How does anyone let it get this bad? But I knew the answer. When you're building companies, hiring staff, managing operations across multiple businesses - email is the thing that slips. You deal with the urgent stuff and everything else just... piles up.
Time to fix it.
The Strategy
You can't manually review 76,342 emails. That's insane. So I took a different approach:
- 1.Identify obvious spam patterns - newsletters you never read, marketing emails, notifications
- 2.Bulk delete by sender - if you've got 500 emails from one sender and never opened any, they all go
- 3.Keep anything that looks human - actual conversations, client emails, important threads
- 4.Archive rather than delete when uncertain - can always fish it out later
First pass: LinkedIn notifications. 847 emails. Gone. Second pass: Marketing emails from tools we don't use anymore. 312 emails. Gone. Third pass: Automated system notifications. 156 emails. Gone.
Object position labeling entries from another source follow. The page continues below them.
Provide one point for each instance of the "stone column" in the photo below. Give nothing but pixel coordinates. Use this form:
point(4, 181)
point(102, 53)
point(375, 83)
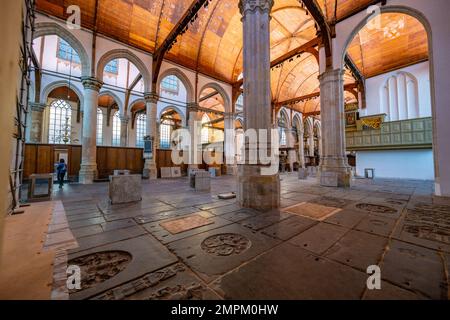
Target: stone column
point(290, 141)
point(195, 129)
point(334, 168)
point(124, 120)
point(256, 190)
point(36, 119)
point(230, 145)
point(151, 103)
point(88, 171)
point(301, 149)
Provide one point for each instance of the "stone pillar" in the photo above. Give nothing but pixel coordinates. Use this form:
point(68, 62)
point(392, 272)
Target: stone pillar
point(151, 102)
point(301, 149)
point(290, 141)
point(195, 129)
point(124, 120)
point(256, 190)
point(35, 122)
point(230, 143)
point(88, 170)
point(334, 168)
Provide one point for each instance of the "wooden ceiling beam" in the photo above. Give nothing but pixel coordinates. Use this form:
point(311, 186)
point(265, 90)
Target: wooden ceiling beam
point(305, 48)
point(290, 102)
point(360, 9)
point(325, 31)
point(180, 28)
point(209, 96)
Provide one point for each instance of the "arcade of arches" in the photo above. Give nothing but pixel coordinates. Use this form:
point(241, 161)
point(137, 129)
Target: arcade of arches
point(355, 94)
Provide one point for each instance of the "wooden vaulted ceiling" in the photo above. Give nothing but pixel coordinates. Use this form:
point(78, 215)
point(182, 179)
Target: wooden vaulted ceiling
point(400, 41)
point(213, 43)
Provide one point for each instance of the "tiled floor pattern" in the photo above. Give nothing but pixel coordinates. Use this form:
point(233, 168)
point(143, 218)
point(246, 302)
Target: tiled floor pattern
point(181, 244)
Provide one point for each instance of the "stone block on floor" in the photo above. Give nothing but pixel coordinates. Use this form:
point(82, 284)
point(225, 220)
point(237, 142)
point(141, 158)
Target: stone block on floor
point(125, 189)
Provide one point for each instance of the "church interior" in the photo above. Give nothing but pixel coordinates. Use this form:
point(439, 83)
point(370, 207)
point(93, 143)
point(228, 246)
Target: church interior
point(225, 150)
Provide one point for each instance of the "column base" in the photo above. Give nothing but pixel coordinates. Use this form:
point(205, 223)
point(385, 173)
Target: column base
point(256, 191)
point(303, 173)
point(88, 173)
point(232, 170)
point(337, 177)
point(150, 170)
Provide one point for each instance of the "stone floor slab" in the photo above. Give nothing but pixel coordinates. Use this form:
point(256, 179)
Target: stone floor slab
point(165, 236)
point(211, 265)
point(358, 249)
point(289, 228)
point(319, 238)
point(416, 269)
point(147, 255)
point(290, 273)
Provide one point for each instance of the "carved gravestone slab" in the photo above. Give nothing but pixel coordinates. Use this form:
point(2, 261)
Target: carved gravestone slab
point(166, 173)
point(110, 265)
point(303, 173)
point(125, 189)
point(176, 172)
point(329, 179)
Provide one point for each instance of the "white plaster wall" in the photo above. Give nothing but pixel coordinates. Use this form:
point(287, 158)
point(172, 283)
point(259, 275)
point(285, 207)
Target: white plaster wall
point(375, 85)
point(435, 13)
point(398, 164)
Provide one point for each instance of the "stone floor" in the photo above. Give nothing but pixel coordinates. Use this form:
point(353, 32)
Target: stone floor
point(179, 244)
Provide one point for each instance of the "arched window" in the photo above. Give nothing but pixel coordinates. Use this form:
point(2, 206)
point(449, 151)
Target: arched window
point(282, 125)
point(399, 97)
point(99, 126)
point(205, 129)
point(141, 124)
point(60, 128)
point(116, 129)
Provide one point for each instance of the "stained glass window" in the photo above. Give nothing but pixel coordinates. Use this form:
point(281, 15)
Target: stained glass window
point(60, 122)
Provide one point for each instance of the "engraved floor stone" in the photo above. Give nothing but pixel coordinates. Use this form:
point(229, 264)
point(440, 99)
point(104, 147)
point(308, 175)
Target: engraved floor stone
point(210, 266)
point(147, 255)
point(108, 237)
point(165, 236)
point(289, 273)
point(226, 244)
point(415, 268)
point(261, 221)
point(319, 238)
point(239, 215)
point(358, 249)
point(100, 266)
point(312, 210)
point(346, 218)
point(289, 228)
point(377, 225)
point(185, 224)
point(391, 292)
point(331, 202)
point(375, 208)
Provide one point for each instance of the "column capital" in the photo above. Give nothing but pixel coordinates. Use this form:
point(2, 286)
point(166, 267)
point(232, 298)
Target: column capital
point(37, 106)
point(192, 107)
point(151, 97)
point(124, 119)
point(253, 5)
point(91, 83)
point(229, 115)
point(332, 75)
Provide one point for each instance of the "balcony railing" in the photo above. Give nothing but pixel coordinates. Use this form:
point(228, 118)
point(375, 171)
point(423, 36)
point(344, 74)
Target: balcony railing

"1,100 deleted so far. Inbox still has 76,342 emails."
The inbox is lying to me. It's showing unread count, not total count. The actual number is worse.
Keep going.
The Satisfaction
There's something deeply satisfying about mass-deleting emails. Each batch that disappears is a tiny bit of chaos eliminated from the world.
The key insight: most email is noise. Real communication happens in Telegram, Slack, direct messages. Email is where marketing goes to die.
"What about important stuff?" Stephen asked.
"If it was important, they would have followed up. Or called. Or messaged. If an email sits unread for 6 months and nothing bad happens, it wasn't important."
Harsh but true.
We kept the humans. Deleted the machines. 76,342 became something more manageable.
Still a lot of work to do, but the pattern was established. Regular purges. No email guilt. If it matters, it'll come back.